In December 2004, QP reached a deal with ExxonMobil to supply LNG to the UK. The $12bn Qatargas II project, in which ExxonMobil has a 30% stake, should be operational by late 2007.
Meanwhile, the development of Rasgas 3, a joint venture between QP and ExxonMobil, is now underway. Last year Rasgas awarded EPC contracts for trains 6 and 7 at its facility, each of which will have capacity for 7.8m tonnes per annum.
The Rasgas 3 project (including LNG transport vessels and other investments) is the largest LNG project that has been announced and is expected to supply gas principally to the US, beginning in 2008-2009.
Rasgas 3 last November signed contracts with Qatar Gas Transport and Teekay Shipping for the long-term charter of 12 large Q-Flex sized LNG vessels.
The ships are being built at the Korean Daewoo, Samsung and Hyundai yards.
The ships will be delivered to Rasgas between March and August 2008 and, with an LNG cargo capacity of between 210,000 and 217,000 cu m, will be the largest ships yet to be associated with a long-term Rasgas agreement.
Under the terms of the time charter agreements, Rasgas will charter these vessels for a period of 20 years to deliver LNG from train 6 into a purpose built terminal in the United Sates Gulf Coast. The completion of these agreements increases the Rasgas long-term charter fleet to a total of 26 ships.
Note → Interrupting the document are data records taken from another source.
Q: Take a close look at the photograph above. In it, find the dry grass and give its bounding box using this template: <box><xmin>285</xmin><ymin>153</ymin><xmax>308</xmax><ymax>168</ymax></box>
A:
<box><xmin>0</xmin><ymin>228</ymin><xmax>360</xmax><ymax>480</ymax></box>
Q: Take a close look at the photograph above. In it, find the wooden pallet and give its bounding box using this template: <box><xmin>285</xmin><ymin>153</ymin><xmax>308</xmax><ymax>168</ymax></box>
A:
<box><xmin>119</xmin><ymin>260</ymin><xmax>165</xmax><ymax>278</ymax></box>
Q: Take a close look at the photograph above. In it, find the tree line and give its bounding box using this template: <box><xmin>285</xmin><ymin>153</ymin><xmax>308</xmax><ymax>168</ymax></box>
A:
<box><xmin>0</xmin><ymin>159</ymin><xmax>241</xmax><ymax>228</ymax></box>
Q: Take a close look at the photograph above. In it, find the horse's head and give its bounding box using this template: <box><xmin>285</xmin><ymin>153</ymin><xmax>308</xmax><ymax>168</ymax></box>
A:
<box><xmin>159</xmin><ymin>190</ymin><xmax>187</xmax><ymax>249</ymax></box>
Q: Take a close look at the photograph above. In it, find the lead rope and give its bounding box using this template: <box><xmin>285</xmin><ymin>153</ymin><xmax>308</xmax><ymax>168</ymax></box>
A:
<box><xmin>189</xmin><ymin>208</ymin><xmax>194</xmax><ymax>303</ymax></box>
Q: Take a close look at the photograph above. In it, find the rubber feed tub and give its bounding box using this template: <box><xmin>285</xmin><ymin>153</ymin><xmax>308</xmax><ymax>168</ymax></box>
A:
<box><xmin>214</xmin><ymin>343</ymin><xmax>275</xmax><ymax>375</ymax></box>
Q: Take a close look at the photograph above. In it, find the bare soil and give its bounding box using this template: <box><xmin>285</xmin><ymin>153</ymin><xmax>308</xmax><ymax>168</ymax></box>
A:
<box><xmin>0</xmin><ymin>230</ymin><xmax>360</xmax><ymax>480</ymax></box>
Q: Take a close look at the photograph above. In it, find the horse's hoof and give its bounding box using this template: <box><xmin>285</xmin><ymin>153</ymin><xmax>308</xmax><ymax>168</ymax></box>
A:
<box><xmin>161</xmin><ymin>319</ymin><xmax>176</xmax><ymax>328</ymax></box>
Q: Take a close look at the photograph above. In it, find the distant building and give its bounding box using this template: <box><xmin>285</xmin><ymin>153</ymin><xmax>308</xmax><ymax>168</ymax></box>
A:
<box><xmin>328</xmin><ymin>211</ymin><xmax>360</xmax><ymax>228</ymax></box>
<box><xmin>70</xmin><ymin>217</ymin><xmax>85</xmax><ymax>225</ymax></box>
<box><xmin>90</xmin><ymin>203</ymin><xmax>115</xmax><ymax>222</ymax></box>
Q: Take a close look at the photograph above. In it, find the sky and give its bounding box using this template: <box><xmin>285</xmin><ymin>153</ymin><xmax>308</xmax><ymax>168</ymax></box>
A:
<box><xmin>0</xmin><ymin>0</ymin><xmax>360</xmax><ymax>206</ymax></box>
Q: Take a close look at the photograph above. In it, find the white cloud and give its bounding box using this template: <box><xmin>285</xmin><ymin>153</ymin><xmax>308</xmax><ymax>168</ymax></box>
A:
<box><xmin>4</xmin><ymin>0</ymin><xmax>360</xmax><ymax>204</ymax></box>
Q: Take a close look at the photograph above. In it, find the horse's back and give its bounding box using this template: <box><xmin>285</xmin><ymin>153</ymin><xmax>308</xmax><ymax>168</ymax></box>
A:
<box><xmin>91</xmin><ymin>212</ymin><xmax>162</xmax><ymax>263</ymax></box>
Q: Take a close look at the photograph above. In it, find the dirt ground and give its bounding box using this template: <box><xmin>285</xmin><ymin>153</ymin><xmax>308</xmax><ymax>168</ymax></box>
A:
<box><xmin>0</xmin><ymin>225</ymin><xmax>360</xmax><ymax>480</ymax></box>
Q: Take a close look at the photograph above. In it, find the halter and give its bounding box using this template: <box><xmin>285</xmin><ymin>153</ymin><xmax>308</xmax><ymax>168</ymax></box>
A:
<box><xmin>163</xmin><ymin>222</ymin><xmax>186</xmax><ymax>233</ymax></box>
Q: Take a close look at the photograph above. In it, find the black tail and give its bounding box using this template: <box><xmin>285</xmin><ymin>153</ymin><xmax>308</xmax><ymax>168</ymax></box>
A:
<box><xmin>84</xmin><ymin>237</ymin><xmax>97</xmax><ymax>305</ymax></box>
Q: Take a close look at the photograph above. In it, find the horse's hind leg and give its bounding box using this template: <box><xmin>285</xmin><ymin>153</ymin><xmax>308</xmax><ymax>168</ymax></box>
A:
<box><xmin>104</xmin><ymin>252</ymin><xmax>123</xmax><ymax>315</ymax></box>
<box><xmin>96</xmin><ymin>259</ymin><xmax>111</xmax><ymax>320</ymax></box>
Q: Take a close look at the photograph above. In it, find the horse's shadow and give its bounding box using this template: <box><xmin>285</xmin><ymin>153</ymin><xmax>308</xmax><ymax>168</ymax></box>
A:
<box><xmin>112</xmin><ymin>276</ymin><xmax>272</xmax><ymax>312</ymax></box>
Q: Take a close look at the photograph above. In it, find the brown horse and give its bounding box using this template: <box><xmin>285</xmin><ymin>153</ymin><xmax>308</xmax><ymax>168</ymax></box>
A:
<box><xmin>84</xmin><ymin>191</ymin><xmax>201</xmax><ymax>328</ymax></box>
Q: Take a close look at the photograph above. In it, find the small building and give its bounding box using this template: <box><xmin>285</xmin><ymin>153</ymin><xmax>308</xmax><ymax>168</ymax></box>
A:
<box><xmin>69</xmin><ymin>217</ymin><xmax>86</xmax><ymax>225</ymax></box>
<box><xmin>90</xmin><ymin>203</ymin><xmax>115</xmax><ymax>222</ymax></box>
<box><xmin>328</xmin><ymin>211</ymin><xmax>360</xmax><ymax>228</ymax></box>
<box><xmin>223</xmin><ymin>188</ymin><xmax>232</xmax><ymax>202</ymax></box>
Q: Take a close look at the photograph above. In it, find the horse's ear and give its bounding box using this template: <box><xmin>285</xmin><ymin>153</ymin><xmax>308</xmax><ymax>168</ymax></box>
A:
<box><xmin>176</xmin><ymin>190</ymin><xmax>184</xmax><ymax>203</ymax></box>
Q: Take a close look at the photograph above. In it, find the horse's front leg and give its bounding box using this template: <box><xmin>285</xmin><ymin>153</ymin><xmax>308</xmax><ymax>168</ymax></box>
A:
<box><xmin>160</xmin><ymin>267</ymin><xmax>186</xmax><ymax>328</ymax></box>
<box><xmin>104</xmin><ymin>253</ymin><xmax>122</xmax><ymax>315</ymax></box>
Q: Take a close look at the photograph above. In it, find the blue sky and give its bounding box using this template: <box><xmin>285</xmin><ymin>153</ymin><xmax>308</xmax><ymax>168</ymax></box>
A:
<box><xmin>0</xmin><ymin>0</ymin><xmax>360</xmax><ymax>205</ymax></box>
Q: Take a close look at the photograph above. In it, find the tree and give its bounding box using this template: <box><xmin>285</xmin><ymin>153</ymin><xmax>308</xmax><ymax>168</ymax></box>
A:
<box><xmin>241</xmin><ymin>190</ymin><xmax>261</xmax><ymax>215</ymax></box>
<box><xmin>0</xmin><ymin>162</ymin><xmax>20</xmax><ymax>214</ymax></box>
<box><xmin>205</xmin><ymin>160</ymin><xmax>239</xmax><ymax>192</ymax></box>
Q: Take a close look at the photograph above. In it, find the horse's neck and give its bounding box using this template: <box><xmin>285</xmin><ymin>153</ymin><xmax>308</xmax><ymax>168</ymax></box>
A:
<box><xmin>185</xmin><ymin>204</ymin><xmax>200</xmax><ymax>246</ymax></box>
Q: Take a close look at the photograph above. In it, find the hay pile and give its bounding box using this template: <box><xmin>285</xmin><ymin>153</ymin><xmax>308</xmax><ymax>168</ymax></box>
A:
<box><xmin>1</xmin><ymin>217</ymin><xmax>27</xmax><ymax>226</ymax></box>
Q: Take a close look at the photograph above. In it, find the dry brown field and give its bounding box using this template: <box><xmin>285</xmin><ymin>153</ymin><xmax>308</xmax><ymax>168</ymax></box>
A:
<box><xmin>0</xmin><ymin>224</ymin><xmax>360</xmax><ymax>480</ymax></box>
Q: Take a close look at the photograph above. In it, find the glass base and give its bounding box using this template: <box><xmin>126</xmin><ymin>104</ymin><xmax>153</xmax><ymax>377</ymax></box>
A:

Rasgas I operates two trains, and Rasgas II will have three. Train four became operational last year, and train 5 is expected to come onstream in 2007.
LNG is the star performer in terms of Qatar's export economy. Qatar exported 18.4m tons of LNG in 2004, rising to around 24m tonnes in 2005, as a result of Rasgas 4 coming on stream. As such, LNG now accounts for over 30 per cent of overall export earnings. With increased LNG production, it is expected that LNG export revenues will match that of oil by 2008. Japan is currently the largest importer of Qatar's LNG, followed by South Korea, Spain and India.
In 2006, Qatargas and Rasgas combined are expected to fulfil contracts totalling around 25m tonnes.
This will rise to over 78m tonnes in 2011.